We show here how we can detect this bug for Power reported by PostgreSQL developers, and test their fix. We show that this fix might not be sufficient, we provide a counter-example generated by our tool, and we propose an additional fix.


In this code, each worker has a critical section, which is the body of the if statement. To ensure that two workers can never access their critical section at the same time, the workers share a token, flag. A worker can enter its critical section only if it has the token. And a worker can only pass the token to its next neighbour, and only when it leaves its critical section. After having passed the token, the worker loops until getting the token again (final blocking while, with latch). This system should prevent starvation. However, some infinite loops have been observed, meaning that the token was lost. After some discussions, it has been agreed that this is due to a weak memory effect. The failure has indeed been detected on some multi-core PowerPC machines.

Detecting the bug

We want to detect this behaviour, which leads to the starvation of the system. First, we consider a version of the code with two workers (two threads). We model the risk of getting the final while looping forever with an assertion, which would be violated if such a case occurred. The guarantee of non-starvation is ensured by the token, modeled by the latch and the flag. If the latch of a worker passes to 1, it wakes up, and tests its flag before entering the critical section, where it will pass the token to the next worker. The flag was updated at the same time as latch, so should have the same value. If it is not the case, the body of the if is skipped, the worker waits again its turn, but does not pass the token. The assertion is "assert(!latch[i] || flag[i])", to place between the wake-up of the worker and its test before entering the critical section.

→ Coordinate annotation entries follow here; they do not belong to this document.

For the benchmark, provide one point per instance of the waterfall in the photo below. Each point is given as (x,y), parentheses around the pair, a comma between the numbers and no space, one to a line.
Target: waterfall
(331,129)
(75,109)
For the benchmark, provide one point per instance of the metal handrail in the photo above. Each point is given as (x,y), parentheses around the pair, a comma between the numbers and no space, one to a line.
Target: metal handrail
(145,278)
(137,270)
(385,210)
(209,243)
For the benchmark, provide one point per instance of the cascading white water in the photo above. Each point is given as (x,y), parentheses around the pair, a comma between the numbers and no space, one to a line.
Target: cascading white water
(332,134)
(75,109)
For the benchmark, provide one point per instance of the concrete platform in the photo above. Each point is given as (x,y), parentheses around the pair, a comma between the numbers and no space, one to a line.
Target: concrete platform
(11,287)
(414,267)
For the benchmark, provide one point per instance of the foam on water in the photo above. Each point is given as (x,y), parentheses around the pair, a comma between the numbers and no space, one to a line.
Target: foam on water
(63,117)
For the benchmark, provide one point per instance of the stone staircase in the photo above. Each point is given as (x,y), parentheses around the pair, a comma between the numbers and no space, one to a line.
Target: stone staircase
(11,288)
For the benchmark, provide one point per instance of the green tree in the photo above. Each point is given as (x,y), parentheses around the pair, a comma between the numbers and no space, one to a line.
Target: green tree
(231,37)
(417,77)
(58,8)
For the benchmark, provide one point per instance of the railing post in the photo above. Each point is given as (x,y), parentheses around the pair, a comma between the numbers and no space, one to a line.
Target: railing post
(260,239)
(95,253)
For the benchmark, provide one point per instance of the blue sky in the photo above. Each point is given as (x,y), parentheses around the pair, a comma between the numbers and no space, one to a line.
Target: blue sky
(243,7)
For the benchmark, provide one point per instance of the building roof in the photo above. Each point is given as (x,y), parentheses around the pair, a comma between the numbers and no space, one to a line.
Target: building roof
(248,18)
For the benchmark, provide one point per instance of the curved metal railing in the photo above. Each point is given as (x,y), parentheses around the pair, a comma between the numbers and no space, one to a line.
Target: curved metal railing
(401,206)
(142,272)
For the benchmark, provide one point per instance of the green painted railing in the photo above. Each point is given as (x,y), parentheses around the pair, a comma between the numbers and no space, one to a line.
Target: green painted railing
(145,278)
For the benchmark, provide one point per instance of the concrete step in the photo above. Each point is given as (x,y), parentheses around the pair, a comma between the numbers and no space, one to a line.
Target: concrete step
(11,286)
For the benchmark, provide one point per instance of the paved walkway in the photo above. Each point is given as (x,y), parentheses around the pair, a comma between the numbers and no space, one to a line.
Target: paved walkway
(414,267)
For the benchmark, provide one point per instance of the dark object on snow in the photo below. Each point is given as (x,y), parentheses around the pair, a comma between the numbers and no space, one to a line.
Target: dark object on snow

We convert the program with assertion into goto-program using goto-cc, then apply goto-instrument --power. We now have an instrumented version, which is simulating Power behaviours with an SC execution. Goto-instrument also generated a list of cycles of events that could potentially induce some non-expected WMM behaviours (graph). We now check this instrumented program with Satabs. After 21.34 seconds, Satabs returns "Verification failed" with this counter-example. This states that the worker 0, in its critical section, delays its write to the flag. Worker 1 wakes up, thanks to the update of latch, but when arriving at the if, reads from the memory, which has not been hit yet by the write of worker 0. The flag is false, worker 1 skips its critical section and loops forever in its loops. Meanwhile, the write to the flag can be flushed, but it is already too late, as the only way to relaunch the exchange of token is to wake the worker 1 up. Unfortunately, only the latch can do this... This corresponds to a specific cycle (figure below), which relates writes to latch and flag in a critical section, and their reads (in the while and the following if) in the next worker.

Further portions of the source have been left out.